Discussion:
We need a solution about .po files && UTF-8
(too old to reply)
Carlos Perelló Marín
2002-04-27 22:33:28 UTC
Permalink
An introduction for gnome-hackers readers...


We have a problem with l10n strings for GNOME 2.0. For all systems with
glibc < 2.2 the autorecode feature of glibc is not available so all .po
files should be encoded as UTF-8. We need mantainers opinion about this
problem because it's a critical bug that needs a fix before GNOME 2.0
release.

We have several options:

1.- Store all .po files for GNOME 2.0 at cvs.gnome.org as UTF-8
2.- Recode all .po files as UTF-8 at distribution time.

The "problems" are:

The option number 1 can cause some problems to translator people because
the lack of UTF-8 editors to update the UTF-8 files.

The option number 2 forces to use gettext >= 0.11 to all mantainers when
they do a make dist and we should add a rule to execute the recode.

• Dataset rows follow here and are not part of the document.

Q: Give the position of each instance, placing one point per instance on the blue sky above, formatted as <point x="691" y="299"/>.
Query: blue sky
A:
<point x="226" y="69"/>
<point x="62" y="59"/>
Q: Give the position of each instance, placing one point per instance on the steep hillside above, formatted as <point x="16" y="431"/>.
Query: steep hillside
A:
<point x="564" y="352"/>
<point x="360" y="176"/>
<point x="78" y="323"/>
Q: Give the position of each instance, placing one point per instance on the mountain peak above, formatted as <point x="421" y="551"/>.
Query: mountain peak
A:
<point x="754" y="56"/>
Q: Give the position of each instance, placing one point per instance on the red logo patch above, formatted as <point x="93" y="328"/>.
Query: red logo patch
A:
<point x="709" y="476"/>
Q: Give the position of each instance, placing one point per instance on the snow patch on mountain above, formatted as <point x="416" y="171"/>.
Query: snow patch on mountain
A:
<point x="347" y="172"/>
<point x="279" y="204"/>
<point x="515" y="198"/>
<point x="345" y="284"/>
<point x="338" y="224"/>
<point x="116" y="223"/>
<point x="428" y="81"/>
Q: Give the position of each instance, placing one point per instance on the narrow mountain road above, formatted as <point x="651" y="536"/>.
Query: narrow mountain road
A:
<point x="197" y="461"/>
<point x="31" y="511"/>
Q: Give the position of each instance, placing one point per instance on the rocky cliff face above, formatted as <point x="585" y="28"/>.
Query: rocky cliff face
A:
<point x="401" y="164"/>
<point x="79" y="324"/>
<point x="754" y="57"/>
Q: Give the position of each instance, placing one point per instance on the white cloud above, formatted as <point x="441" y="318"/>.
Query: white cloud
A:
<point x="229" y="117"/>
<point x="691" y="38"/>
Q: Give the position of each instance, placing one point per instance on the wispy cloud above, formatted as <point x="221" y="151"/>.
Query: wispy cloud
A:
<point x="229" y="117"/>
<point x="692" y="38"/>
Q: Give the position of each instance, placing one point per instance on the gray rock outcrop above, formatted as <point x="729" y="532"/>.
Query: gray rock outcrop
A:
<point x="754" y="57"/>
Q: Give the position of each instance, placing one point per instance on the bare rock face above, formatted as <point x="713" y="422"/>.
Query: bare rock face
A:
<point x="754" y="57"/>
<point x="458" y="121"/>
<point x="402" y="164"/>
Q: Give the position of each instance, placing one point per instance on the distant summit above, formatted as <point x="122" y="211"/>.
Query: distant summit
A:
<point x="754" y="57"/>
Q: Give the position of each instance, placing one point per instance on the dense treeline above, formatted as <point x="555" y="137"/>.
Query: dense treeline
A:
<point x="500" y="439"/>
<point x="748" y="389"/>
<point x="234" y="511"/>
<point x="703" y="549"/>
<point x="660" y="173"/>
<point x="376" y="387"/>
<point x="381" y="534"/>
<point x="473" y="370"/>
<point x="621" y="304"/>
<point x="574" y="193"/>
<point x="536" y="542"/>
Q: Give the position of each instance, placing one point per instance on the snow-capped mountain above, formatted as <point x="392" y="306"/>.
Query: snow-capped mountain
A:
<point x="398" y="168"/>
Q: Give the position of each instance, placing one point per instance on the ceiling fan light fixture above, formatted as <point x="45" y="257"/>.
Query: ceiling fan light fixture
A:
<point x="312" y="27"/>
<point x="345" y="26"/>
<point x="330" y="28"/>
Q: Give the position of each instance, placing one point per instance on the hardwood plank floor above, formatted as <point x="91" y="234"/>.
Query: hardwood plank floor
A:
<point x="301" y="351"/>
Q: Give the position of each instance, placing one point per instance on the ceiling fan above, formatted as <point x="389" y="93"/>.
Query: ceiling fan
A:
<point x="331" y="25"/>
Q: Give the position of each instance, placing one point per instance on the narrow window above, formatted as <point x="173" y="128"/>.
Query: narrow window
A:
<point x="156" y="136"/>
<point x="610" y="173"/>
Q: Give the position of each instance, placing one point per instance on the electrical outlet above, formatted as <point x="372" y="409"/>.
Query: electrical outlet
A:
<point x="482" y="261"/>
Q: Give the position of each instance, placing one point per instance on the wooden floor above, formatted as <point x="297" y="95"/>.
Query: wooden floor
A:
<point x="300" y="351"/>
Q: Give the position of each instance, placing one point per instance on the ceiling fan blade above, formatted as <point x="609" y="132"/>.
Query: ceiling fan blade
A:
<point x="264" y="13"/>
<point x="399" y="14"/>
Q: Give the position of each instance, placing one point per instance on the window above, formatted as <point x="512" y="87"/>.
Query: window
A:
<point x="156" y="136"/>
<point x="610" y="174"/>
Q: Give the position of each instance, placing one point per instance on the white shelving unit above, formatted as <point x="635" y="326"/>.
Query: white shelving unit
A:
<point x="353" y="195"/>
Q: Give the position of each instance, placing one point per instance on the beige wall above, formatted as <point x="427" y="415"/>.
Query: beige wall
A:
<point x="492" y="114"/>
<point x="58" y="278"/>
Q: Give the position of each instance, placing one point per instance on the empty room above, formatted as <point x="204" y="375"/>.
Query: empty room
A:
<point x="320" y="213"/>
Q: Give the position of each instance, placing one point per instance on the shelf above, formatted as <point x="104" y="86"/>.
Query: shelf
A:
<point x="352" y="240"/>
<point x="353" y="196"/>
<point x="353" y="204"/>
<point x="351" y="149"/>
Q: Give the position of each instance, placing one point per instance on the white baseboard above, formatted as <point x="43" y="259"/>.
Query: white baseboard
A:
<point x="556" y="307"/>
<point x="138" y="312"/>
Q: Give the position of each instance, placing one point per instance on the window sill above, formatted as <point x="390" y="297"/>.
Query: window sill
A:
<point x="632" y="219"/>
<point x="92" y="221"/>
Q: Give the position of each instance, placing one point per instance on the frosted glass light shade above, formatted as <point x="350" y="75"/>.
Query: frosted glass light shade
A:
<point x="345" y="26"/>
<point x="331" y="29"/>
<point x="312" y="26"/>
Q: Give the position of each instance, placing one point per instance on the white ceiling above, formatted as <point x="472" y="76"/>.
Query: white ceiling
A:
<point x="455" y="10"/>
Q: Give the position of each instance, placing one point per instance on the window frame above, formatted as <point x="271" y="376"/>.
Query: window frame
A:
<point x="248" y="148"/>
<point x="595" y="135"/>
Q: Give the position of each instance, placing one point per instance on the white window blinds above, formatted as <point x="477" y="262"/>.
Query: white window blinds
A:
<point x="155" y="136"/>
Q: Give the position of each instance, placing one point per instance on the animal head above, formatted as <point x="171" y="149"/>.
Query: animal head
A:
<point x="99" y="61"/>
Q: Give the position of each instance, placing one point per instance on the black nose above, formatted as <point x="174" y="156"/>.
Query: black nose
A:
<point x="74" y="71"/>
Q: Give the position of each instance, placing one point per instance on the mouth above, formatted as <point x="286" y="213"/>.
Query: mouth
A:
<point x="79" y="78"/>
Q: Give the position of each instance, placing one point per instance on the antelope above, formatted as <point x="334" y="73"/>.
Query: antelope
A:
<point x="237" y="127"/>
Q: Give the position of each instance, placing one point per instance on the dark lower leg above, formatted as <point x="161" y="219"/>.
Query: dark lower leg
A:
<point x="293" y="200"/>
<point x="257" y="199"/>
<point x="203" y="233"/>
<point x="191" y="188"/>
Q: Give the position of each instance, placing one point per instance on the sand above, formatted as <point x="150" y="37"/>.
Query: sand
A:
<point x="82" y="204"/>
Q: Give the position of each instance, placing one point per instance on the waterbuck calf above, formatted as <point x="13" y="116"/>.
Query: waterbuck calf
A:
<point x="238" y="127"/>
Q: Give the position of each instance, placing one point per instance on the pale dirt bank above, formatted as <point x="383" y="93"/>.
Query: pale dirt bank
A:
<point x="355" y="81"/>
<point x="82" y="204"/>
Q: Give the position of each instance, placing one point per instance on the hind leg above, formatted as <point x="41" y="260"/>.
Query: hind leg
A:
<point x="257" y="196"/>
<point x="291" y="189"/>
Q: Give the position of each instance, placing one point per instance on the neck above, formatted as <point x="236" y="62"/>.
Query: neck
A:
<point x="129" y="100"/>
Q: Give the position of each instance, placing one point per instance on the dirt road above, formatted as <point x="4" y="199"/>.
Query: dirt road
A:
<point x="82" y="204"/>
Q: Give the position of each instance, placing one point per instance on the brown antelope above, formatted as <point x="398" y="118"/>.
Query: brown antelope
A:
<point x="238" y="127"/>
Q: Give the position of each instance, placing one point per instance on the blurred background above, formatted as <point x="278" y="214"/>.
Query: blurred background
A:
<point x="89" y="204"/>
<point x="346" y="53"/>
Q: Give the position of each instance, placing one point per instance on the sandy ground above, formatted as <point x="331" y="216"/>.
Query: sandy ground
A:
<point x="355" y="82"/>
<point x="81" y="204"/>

Here you have the thread link to get more information about this issue:

http://mail.gnome.org/archives/gnome-i18n/2002-April/msg00075.html


Cheers.
--
Carlos Perelló Marín
mailto:***@gnome-db.org
mailto:***@hispalinux.es
http://www.gnome-db.org
http://www.Hispalinux.es
Valencia - Spain
Diego Sevilla Ruiz
2002-04-27 22:38:35 UTC
Permalink
Hi, Carlos:

Option 2 seems to be worse, because many packages can forgot to make the
change...

Also, what editors are there that support UTF-8? Can I play with emacs?

Best regards.
diego

On Sun, Apr 28, 2002 at 12:33:28AM +0200, Carlos Perelló Marín wrote:

| An introduction for gnome-hackers readers...
|
|
| We have a problem with l10n strings for GNOME 2.0. For all systems with
| glibc < 2.2 the autorecode feature of glibc is not available so all .po
| files should be encoded as UTF-8. We need mantainers opinion about this
| problem because it's a critical bug that needs a fix before GNOME 2.0
| release.
|
| We have several options:
|
| 1.- Store all .po files for GNOME 2.0 at cvs.gnome.org as UTF-8
| 2.- Recode all .po files as UTF-8 at distribution time.
|
| The "problems" are:
|
| The option number 1 can cause some problems to translator people because
| the lack of UTF-8 editors to update the UTF-8 files.
|
| The option number 2 forces to use gettext >= 0.11 to all mantainers when
| they do a make dist and we should add a rule to execute the recode.
|
| Here you have the thread link to get more information about this issue:
|
| http://mail.gnome.org/archives/gnome-i18n/2002-April/msg00075.html
|
|
| Cheers.
|
| --
| Carlos Perelló Marín
| mailto:***@gnome-db.org
| mailto:***@hispalinux.es
| http://www.gnome-db.org
| http://www.Hispalinux.es
| Valencia - Spain
--
Diego Sevilla Ruiz http://ditec.um.es/~dsevilla ***@um.es \ /\
Dpto. Ingeniería y Tecnología de Computadores http://ditec.um.es ) ( ')
Visiting Extreme! Computing Lab http://extreme.indiana.edu ( / )
Indiana University, Bloomington http://www.iub.edu \(__)|
Havoc Pennington
2002-04-27 23:13:08 UTC
Permalink
Post by Carlos Perelló Marín
The option number 2 forces to use gettext >= 0.11 to all mantainers when
they do a make dist and we should add a rule to execute the recode.
Would this mean that when compiling from CVS, translations would be broken?

Havoc
Carlos Perelló Marín
2002-04-27 23:30:13 UTC
Permalink
Post by Havoc Pennington
Post by Carlos Perelló Marín
The option number 2 forces to use gettext >= 0.11 to all mantainers when
they do a make dist and we should add a rule to execute the recode.
Would this mean that when compiling from CVS, translations would be broken?
Good point. With the option that we were thinking on, yes. Translatios
would be broken if you don't do the make dist first, so we need to
update the solution or find another option.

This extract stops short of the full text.